The 30-year, fixed-rate mortgage came in at 3.93%, down from 3.98% last week, compared to 3.66% last year, Freddie noted in its Primary Mortgage Market Survey.
The 15-year, FRM decreased to 3.04%, down from 3.10% last week, while rising from 2.95% last year.
Meanwhile, the 5-year Treasury-index adjustable-rate mortgage averaged 2.79% this week, the same as last week and was also up from 2.77% a year ago.
Additionally, the 1-year Treasury-index ARM dropped to 2.57%, down from 2.58% and also down from 2.74% a year earlier.

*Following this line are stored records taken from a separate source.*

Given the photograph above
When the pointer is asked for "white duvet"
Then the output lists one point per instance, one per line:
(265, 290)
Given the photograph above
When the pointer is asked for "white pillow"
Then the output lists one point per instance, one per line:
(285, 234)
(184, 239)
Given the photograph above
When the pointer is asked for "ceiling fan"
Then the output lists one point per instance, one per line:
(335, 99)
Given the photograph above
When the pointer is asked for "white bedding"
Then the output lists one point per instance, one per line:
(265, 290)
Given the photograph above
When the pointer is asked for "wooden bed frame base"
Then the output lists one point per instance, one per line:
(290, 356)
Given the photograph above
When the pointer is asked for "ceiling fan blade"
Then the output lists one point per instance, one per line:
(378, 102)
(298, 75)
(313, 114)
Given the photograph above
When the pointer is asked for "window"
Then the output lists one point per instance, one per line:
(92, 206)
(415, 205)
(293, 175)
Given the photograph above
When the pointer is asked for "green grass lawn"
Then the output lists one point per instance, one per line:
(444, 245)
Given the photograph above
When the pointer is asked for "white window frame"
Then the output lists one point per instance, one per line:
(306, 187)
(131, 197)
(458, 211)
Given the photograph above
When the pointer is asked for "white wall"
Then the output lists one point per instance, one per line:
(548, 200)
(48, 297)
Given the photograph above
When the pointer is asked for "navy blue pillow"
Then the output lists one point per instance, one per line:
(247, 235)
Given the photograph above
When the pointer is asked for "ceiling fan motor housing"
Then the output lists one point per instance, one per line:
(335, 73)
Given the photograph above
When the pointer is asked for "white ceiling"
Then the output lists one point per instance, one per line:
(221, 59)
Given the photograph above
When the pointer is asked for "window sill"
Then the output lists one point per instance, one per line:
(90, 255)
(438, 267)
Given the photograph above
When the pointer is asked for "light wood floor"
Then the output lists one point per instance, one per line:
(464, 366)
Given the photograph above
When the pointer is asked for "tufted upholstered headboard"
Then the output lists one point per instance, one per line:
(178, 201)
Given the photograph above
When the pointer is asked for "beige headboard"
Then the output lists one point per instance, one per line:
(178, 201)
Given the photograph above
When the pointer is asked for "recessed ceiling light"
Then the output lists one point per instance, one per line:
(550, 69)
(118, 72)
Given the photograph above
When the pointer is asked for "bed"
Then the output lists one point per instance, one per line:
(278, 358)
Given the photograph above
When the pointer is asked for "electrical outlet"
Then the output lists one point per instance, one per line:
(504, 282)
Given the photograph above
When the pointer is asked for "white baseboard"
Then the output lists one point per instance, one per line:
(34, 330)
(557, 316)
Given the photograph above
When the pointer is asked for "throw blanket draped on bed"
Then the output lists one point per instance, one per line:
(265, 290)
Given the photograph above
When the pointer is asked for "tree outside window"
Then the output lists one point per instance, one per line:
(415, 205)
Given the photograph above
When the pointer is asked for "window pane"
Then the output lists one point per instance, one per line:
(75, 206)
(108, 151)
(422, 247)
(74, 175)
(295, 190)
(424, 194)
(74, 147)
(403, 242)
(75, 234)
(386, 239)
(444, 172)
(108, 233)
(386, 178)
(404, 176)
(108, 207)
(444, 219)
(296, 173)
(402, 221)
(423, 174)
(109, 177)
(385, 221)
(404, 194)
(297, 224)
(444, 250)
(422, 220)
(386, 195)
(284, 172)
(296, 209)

“Mortgage rates were relatively unchanged this week as market participants awaited the Federal Reserve’s monetary policy announcement. The Fed stated that economic growth has been expanding at a moderate pace and that labor market conditions have shown further improvement, although the unemployment rate remains elevated. It noted inflation has been running below the Fed’s longer-run objective as well. As a result, the Fed will continue its bond-buying program at the current pace and maintain its highly accommodative monetary policy stance,” said Frank Nothaft, vice president and chief economist for Freddie Mac.
He added, “The Fed also affirmed that the housing sector has strengthened further. For instance, single-family housing permits increased nearly 2 percentage points in May to an annualized pace of 649,000 homes, the most since May 2008. In addition, homebuilder confidence in June rose to its highest reading since March 2006.”
Bankrate data also shows mortgage rates retreating.
Bankrate’s 30-year, FRM dropped to 4.12% from 4.14% a week earlier.
In addition, the 15-year, FRM decreased to 3.30%, down from 3.32%, while the 5/1 ARM dropped to 2.99% from 3%.